This week’s pastry combines two of my favorite things: the creamy luxury of fine chocolate and the brittle snap of hard, intractable science. A near and dear friend, and one of the world’s greatest living chocolate fiends, is headed down here to Louisville for the weekend. And I know what she’ll be expecting: a delicate meal of feather-light appetizers, modestly portioned main courses, and a chocolate dessert so decadent one bite would send Mother Teresa to Hell.
What to do? Well, I’ve been wanting to do a dacquoise recipe here on the blog for a while, and this seems like a good opportunity. If you don’t know what dacquoise is, it’s basically a nut meringue, usually baked up in thin sheets and layered with either chocolate ganache or buttercream. Yet those two options are a little rich for what I have in mind.
I want a firm chocolate filling, since it’s a nice complement to the airy sponginess of the dacquoise. Room temperature ganache would do it, but that would be awfully heavy. A chilly buttercream would be the next step up in lightness, but I still think that’s too rich. Going still lighter we’re into chocolate mousse, but that’s foamy and pudding-like even when it’s refrigerated. But if I freeze it, then I’ll have both the texture and the lightness I want.

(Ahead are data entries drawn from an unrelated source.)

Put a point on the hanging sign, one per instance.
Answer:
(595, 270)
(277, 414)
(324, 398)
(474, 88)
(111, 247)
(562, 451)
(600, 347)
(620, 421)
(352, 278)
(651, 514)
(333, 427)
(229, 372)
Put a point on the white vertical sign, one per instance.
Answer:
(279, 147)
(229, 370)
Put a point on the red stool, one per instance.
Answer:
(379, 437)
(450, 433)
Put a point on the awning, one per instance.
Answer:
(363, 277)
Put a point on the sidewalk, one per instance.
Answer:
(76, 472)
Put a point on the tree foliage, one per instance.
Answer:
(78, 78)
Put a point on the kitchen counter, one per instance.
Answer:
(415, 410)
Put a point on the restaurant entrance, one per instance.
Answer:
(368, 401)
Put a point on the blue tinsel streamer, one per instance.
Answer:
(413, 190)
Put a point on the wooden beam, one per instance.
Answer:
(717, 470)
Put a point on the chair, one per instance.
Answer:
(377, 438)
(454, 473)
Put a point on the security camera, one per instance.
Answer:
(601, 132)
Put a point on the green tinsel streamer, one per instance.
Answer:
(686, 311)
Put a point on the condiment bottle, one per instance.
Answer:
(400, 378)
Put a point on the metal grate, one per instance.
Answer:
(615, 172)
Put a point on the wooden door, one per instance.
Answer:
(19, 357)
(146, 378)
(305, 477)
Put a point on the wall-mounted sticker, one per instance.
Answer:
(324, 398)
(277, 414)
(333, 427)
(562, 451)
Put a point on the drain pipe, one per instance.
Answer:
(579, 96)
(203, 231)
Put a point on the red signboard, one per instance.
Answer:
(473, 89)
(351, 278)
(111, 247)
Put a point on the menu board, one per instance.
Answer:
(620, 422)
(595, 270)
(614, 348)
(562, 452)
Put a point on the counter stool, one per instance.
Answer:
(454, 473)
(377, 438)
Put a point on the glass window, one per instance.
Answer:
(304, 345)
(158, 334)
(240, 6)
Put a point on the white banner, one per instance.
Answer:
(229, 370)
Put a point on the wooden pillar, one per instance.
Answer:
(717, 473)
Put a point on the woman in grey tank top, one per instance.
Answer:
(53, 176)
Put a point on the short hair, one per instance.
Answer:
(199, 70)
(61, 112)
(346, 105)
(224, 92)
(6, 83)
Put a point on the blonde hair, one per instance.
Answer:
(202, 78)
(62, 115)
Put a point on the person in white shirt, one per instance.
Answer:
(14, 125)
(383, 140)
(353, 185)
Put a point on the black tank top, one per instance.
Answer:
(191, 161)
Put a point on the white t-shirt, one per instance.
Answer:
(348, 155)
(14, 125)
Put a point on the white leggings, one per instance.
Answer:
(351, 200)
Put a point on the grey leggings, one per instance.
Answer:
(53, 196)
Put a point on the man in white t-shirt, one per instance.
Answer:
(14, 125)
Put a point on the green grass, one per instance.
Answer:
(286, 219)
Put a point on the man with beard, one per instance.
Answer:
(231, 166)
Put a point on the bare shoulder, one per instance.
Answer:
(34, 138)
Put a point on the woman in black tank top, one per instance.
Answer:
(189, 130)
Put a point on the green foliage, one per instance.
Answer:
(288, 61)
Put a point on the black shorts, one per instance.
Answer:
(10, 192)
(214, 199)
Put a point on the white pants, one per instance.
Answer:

Of course then it’s also going to be very cold on the plate. So what if I served a small slice of that along with something hot? Maybe a mini version of that molten chocolate cake she likes so much? Ah yes, a duet of fire and ice. And if I make the frozen dacquoise in a pâté mold instead of a round, I can cut it into little square slices. That would further heighten its contrast next to that little round lava cake. Oh yes, it’s all coming together.
Oh, and what about the science I promised? The one thing all these recipes have in common is….you guessed it (then again maybe not): foam, one of the kitchen’s most physically and chemically complex phenomena. So loosen your belts folks, this week is gonna be a gut buster!